As a former management consultant, Hall outlined the numbers: “You can typically harvest 10,000 to 20,000 pounds of vegetables per acre. At an average whole price of $1, that’s $10,000 to $20,000 per acre. Sell it at retail and that’s doubled, making it comparable to Napa Cabernet grapes.”

He acknowledges the problem of getting produce to market since the former distribution networks have disappeared.

In addition to his farmstand sales and his restaurant, he focuses on institutions and restaurants, providing products on demand. “Sell it before you grow it, just like grapes,” he says.

It also spreads the costs. “We can use the same tractors and bins for two crops. That effectively cuts the costs in half.”

In summary, Hall says, “There are thousands of skilled farmers and workers in Napa Valley; they’re called growers.
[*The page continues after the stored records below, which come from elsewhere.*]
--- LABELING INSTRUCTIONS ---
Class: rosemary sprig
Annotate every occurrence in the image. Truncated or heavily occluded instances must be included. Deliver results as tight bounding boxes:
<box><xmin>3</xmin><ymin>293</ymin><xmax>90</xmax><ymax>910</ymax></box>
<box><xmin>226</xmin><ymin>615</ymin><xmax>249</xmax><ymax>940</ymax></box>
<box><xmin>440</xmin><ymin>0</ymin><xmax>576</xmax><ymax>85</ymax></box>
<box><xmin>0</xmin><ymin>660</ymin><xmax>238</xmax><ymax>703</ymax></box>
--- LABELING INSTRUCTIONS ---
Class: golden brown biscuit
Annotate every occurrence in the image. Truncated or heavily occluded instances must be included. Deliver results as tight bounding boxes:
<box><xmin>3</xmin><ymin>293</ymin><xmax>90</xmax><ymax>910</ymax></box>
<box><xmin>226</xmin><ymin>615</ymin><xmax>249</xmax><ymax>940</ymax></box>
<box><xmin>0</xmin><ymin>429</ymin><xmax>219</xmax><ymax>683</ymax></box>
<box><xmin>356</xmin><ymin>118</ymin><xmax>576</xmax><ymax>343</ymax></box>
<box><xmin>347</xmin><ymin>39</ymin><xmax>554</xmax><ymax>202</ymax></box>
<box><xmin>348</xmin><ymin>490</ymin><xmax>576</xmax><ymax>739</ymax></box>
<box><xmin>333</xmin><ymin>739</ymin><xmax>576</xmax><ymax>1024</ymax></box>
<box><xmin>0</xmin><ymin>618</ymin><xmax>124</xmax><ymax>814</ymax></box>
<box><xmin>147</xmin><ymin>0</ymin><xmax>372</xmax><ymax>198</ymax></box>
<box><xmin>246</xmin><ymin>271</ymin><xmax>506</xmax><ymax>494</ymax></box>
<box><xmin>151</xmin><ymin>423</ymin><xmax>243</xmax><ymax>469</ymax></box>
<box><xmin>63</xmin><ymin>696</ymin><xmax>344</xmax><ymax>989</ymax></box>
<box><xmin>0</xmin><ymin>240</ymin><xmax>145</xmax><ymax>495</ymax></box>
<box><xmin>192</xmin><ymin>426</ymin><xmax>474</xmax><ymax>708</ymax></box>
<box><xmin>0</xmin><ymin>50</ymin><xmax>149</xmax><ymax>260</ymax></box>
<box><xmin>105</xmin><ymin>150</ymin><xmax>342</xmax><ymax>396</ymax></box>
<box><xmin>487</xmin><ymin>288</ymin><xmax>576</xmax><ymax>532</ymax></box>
They can grow other crops, too.”

Along with issues of distribution, a few attendees at the meeting questioned some apparent disconnect between county departments over local food production.

While Whitmer’s office is clearly encouraging local food production, some voices claimed that the local health officials stopped restaurants from serving their own produce and otherwise make it difficult to sell food that didn’t come though the usual channels.

In particular, one cited threats to Mustards Restaurant garden, and Connie Green, who sells foraged mushrooms, expressed her frustration in trying to get approvals to do so.

Napa County Director of Environmental Management Steve Lederer addressed that topic, saying the state mandates that food sold or served must come from “approved sources” without clear definition of what approval involves.

He says they’ve worked with Whitmer’s office to develop an approval process for restaurant gardens as part of regular health inspections, and have processes in place for selling other crops through the ag department.

Another question was wineries selling their produce.

County planning director Hillary Gitelman noted that any farm can sell produce it produces on that property; that doesn’t mean a winery in Rutherford can sell produce from its vineyard in Carneros at the winery, though it can at the site. “We don’t want creative entrepreneurs to exploit the situation,” she said, but says she’s happy to look into the situation.

Lederer also encouraged people to raise issues they encounter. To provide a voice, and to encourage more diversity in farming, county supervisors have approved forming a local food council. That effort is now in process.